Kazakhstan's Model Power Purchase Agreement (PPA) for renewable energy projects presents several bankability challenges that may deter investors and lenders. One of the key issues is the absence of a change of law clause, leaving developers without protection or reimbursement if legal or regulatory changes negatively impact project economics. Additionally, the force majeure provisions are vague, creating uncertainty in unforeseen circumstances. While the law mandates the single buyer to purchase electricity from RES producers, transmission companies are not obligated to accept or deliver the full output, undermining the take-or-pay principle. Moreover, the PPA lacks clear risk allocation for curtailment and grid downtime, exposing developers to revenue losses without compensation.
The Model PPA provides limited protection for investors, as it is not subject to negotiation or revision to reflect investor-specific risks. Notably, it lacks provisions addressing early termination due to the offtaker's default and does not ensure payment of termination compensation, leaving investors exposed to significant risk.
There are also challenges regarding the return on investment in energy storage projects. The auction framework presumes that project developers will recoup their investments through the applicable renewable energy tariffs, with the ceiling rates currently set at 34.61 tenge/kWh for SPPs and 22.68 tenge/kWh for WPPs. These tariffs do not include the costs of installing ESS, which makes such projects economically unviable for investors.

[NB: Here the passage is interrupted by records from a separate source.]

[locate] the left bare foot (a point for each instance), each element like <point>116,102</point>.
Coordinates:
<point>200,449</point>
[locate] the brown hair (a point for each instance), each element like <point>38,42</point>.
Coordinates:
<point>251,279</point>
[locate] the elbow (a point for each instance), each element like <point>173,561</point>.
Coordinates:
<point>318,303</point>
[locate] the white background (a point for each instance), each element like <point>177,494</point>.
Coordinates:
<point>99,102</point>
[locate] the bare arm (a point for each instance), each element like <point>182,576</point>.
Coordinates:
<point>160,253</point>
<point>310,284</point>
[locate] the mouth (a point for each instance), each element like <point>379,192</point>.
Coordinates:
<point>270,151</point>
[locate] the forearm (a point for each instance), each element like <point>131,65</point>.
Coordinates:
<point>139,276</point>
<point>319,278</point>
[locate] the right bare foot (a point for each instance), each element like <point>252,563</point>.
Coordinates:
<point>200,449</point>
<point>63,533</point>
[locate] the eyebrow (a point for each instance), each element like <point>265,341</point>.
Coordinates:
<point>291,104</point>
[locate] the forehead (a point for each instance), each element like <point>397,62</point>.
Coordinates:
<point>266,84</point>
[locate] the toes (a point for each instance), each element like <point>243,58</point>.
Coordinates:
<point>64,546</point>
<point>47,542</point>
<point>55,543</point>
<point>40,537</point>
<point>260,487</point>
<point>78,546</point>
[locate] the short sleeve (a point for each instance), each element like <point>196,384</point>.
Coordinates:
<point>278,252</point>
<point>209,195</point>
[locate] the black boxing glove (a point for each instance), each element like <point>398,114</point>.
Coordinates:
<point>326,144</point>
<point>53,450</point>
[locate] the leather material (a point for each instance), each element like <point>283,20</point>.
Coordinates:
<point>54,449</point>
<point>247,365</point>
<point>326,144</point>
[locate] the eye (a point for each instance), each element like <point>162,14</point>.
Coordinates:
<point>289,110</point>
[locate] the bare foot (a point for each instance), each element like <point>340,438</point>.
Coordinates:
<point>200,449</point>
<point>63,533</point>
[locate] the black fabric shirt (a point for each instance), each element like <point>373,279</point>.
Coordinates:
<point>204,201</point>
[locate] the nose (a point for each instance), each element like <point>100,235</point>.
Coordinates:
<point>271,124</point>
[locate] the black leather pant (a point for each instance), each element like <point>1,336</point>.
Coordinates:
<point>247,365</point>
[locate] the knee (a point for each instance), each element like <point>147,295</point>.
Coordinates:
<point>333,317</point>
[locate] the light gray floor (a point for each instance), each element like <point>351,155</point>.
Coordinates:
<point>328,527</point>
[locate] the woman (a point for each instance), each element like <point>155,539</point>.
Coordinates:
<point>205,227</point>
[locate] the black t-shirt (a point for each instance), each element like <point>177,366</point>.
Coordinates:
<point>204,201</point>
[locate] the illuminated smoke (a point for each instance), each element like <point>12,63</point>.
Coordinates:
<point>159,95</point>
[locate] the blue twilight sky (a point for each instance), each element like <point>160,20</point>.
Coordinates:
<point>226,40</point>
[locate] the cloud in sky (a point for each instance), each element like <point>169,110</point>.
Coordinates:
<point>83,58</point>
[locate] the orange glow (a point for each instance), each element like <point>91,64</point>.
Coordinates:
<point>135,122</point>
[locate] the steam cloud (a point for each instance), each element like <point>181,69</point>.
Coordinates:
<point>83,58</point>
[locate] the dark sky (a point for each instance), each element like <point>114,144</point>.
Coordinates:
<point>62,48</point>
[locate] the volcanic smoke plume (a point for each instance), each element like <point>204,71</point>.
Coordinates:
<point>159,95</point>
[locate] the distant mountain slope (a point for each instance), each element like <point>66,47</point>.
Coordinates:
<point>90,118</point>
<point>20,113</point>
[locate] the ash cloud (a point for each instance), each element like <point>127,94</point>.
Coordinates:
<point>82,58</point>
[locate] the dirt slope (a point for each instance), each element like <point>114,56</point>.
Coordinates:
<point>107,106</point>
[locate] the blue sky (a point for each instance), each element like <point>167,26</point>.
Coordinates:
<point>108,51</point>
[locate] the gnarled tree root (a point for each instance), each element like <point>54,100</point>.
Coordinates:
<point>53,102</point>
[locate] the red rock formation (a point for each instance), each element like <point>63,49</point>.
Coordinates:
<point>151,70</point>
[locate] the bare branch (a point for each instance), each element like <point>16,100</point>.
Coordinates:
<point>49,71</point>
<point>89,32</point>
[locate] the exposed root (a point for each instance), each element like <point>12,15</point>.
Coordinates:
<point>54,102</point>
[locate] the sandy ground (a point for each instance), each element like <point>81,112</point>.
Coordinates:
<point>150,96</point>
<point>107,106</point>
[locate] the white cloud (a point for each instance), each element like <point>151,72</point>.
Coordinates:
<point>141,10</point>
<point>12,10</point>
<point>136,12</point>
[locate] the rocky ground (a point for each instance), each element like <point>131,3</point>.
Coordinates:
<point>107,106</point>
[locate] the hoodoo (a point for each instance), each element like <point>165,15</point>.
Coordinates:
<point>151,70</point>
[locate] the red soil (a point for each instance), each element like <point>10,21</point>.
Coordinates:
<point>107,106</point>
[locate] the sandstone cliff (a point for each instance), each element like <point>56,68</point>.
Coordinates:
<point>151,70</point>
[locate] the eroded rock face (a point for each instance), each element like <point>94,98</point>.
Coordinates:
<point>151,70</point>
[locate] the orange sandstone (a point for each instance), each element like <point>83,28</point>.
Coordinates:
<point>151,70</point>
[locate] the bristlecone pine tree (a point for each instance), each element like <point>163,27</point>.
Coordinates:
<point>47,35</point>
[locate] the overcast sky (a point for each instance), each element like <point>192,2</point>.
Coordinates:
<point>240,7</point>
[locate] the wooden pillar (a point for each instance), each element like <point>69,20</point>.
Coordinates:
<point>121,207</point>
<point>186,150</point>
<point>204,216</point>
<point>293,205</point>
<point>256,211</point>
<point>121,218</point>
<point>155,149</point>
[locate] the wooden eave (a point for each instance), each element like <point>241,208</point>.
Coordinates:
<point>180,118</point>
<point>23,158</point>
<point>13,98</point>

Q2: How are large utility-scale renewable power projects typically tendered?
Kazakhstan implements various types of renewable energy projects through mechanisms such as auctions, direct agreements, corporate PPAs among group companies, and Intergovernmental Agreements (IGAs). Most projects are auction-based and generally moderate in scale, typically ranging from 20 MW to 50 MW, occasionally reaching up to 100 MW. Notably, the only recent large-scale project, a 1 gigawatt (GW) wind power plant with ESS, is currently being implemented, with the winner having been selected through the auction framework.
Recent practice indicates that GW-scale renewable energy projects in Kazakhstan are primarily implemented through IGAs. These agreements, signed on a case-by-case basis with the government, serve as an alternative mechanism for developing large utility-scale projects. IGAs can take precedence over certain national legal provisions and offer investors customised legal, regulatory, and fiscal conditions. These may include exemptions from standard requirements, stabilisation clauses, customs and tax incentives, guaranteed tariffs, and assured access to land and infrastructure. To date, Kazakhstan has signed and ratified IGAs for GW-scale renewable projects equipped with ESS with France and the UAE. Meanwhile, IGAs with China and the Kingdom of Saudi Arabia remain at various stages of negotiation and legislative approval and have not been yet ratified.
Q3: To what extent is your jurisdiction's energy demand met through domestic renewable power generation?
As set out in the Concept for the Development of the Electric Power Industry of the Republic of Kazakhstan for 2023–2029, Kazakhstan aims to increase the share of electricity generated from RES to 12.5% of total electricity production by 2029. The annual targets are as follows:
- 2023 – 5%.
- 2024 – 5.5%.
- 2025 – 6%.
- 2026 – 7%.
- 2027 – 8%.
- 2028 – 10%.
These figures reflect the government's strategic commitment to gradually expanding domestic renewable energy generation to meet the growing energy demand. According to the Ministry of Energy, by the end of June 2025, electricity generated from RES facilities accounted for 6.81% of the total energy production of Kazakhstan.